9MFY21 Results: The company reported a sharp uptick of 49.54% in revenues to USD 57.69 million during 9MFY21 (ending March 31, 2021) compared to USD 38.58 million during 9MFY20, driven by an increase in billings in the retail, professional, home healthcare, long term care, and pharmaceutical manufacturer markets. The company witnessed a significant increase in net income to USD 7.78 million in 9MFY21 from USD 0.10 million in 9MFY20. SMED recorded an EBITDA of USD 11.8 million during 9MFY21 compared to the EBITDA of USD 1.5 million during 9MFY20.

Consistent Growth in Revenues (Source: Investor Presentation, May 2021)

Key Risks: SMED’s revenue from its top two customers represented approximately 35% and 27% of the total revenue in FY20 and FY19,  respectively. In addition, two of its customers accounted for 44% and 19% of the total accounts receivable balance in FY20 and FY19, respectively.

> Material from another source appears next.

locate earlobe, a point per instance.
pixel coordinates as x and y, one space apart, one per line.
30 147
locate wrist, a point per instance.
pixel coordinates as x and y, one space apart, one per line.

Excessive dependence on certain customers for business could hurt the company’s financial health.

Outlook: The waste management services provider expects a strong flu immunization period potentially followed by one for COVID-19, and anticipates growth in the long-term care, home healthcare, and professional markets.

Valuation Methodology: EV/Sales Multiple Based Relative Valuation

(Analysis by Kalkine Group)

  • % Premium/(Discount) is based on our assessment of the company's NTM trading multiple after considering its key growth drivers, economic moat, stock's historical trading multiples versus peer average/median, and investment risks.

SMED Daily Technical Chart

Stock Recommendation: SMED's share price has declined by 24.62 % in the past 3 months and is currently leaning close to the mid-point of the 52-week range of USD 5.45 to USD 18.66. The stock is currently trading below its 50 and 200 DMA levels, and its RSI Index is 31.02. We have valued the stock using the EV/Sales-based relative valuation methodology and arrived at a target price of USD 12.46. On the technical chart, the next support level is USD 8.95. Considering the company's consistent track record, expansion of route-based services, high customer retention rates, low leverage, current valuation, and associated risks, we recommend a "Speculative Buy" rating on the stock at the closing price of USD 10.50, down 0.19% as of June 29, 2021.

*All forecasted figures and Industry Information have been taken from REFINITIV.

*The reference data in this report has been partly sourced from REFINITIV.

*Depending upon the risk tolerance, investors may consider unwinding their positions in a respective stock once the estimated target price is reached or if the price closes below the support level.